Andre-Louis looked at him in silence for a long moment. Then he laughed again. “Oh, you are fantastic,” he said. “You are not real.” He turned on his heel and strode to the door.
The action, and more the contempt of his look, laugh, and words stung M. Binet to passion, drove out the conciliatoriness of his mood.
“Fantastic, are we?” he cried, turning to follow the departing Scaramouche with his little eyes that now were inexpressibly evil. “Fantastic that we should prefer the powerful protection of this great nobleman to marriage with beggarly, nameless bastard. Oh, we are fantastic!”
Andre-Louis turned, his hand upon the door-handle. “No,” he said, “I was mistaken. You are not fantastic. You are just vile — both of you.” And he went out.
CHAPTER X
CONTRITION
Mlle. de Kercadiou walked with her aunt in the bright morning sunshine of a Sunday in March on the broad terrace of the Chateau de Sautron.
For one of her natural sweetness of disposition she had been oddly irritable of late, manifesting signs of a cynical worldliness, which convinced Mme. de Sautron more than ever that her brother Quintin had scandalously conducted the child’s education. She appeared to be instructed in all the things of which a girl is better ignorant, and ignorant of all the things that a girl should know. That at least was the point of view of Mme. de Sautron.
“Tell me, madame,” quoth Aline, “are all men beasts?” Unlike her brother, Madame la Comtesse was tall and majestically built. In the days before her marriage with M. de Sautron, ill-natured folk described her as the only man in the family. She looked down now from her noble height upon her little niece with startled eyes.
“Really, Aline, you have a trick of asking the most disconcerting and improper questions.”
“Perhaps it is because I find life disconcerting and improper.”

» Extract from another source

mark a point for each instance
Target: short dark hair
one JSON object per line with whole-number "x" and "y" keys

“Life? A young girl should not discuss life.”
“Why not, since I am alive? You do not suggest that it is an impropriety to be alive?”
“It is an impropriety for a young unmarried girl to seek to know too much about life. As for your absurd question about men, when I remind you that man is the noblest work of God, perhaps you will consider yourself answered.”
Mme. de Sautron did not invite a pursuance of the subject. But Mlle. de Kercadiou’s outrageous rearing had made her headstrong.
“That being so,” said she, “will you tell me why they find such an overwhelming attraction in the immodest of our sex?”
Madame stood still and raised shocked hands. Then she looked down her handsome, high-bridged nose.
“Sometimes — often, in fact, my dear Aline — you pass all understanding. I shall write to Quintin that the sooner you are married the better it will be for all.”